Médias en crise

Par Ignacio Ramonet

De la qualité de l’information dépend celle du débat citoyen

Rien ne symbolise mieux le désarroi de la presse en France, confrontée à une baisse alarmante de sa diffusion, que la récente disposition du quotidien Libération, jadis maoïste, à favoriser la prise de contrôle de 37 % de son capital par le banquier Edouard de Rothschild... Il y a peu, le groupe Socpresse, qui édite quelque 70 titres dont Le Figaro, L’Express, L’Expansion et des dizaines de journaux régionaux, a lui-même été acquis par un fabricant d’armes, M. Serge Dassault. Et l’on sait qu’un autre industriel de l’armement, M. Arnaud Lagardère, possède déjà le groupe Hachette (1), qui détient quelque 47 magazines (dont Elle, Parents, Première ) et des quotidiens comme La Provence, Nice-Matin ou Corse-Presse.

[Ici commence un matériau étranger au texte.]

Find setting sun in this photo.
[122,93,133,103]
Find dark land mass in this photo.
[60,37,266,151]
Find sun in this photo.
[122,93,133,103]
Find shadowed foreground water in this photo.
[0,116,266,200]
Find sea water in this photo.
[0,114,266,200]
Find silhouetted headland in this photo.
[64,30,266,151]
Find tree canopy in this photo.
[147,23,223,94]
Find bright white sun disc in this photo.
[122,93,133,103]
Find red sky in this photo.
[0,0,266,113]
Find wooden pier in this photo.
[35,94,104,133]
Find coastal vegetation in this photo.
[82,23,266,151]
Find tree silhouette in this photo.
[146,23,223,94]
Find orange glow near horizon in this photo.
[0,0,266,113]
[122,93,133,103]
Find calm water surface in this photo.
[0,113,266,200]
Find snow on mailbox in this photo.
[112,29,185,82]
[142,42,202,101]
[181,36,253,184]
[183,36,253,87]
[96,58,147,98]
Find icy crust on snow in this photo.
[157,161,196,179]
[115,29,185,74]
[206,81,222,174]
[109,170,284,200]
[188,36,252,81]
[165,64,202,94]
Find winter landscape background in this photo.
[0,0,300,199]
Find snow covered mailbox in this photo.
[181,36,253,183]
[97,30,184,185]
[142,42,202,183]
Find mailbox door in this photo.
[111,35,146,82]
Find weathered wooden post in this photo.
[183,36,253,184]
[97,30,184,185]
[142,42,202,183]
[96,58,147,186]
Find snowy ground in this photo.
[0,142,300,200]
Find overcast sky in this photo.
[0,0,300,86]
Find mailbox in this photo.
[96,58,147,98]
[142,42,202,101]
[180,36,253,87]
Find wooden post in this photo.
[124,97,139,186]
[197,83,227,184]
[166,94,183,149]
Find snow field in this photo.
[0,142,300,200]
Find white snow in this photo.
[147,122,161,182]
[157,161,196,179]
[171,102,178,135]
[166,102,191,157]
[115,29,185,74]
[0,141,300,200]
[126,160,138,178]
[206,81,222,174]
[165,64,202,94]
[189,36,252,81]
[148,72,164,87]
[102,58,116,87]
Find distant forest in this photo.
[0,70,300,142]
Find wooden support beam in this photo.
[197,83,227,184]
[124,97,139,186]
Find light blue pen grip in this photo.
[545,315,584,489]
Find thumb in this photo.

Si cette chute de la diffusion venait à se poursuivre, la presse écrite indépendante risquerait peu à peu de tomber sous le contrôle d’un petit nombre d’industriels – Bouygues, Dassault, Lagardère, Pinault, Arnault, Bolloré, Bertelsmann... – qui multiplient les alliances entre eux et menacent le pluralisme.


Le principal groupe indépendant de presse écrite, La Vie-Le Monde, a lui-même connu récemment d’importants soubresauts, et en particulier la démission du directeur de la rédaction du Monde. En raison du rôle fondamental de ce journal dans la vie intellectuelle française, il faut souhaiter qu’il demeure à l’abri des prédateurs qui le convoitent, et que la nouvelle étape qui commence se caractérise en effet moins par la mise en scène et plus par « la recherche de l’exactitude » permettant aux lecteurs de « trouver une référence, une réponse sûre, une validation », bref, « un journal où la compétence prime sur toutes les connivences », comme l’écrit Jean-Marie Colombani dans Le Monde du 16 décembre 2004.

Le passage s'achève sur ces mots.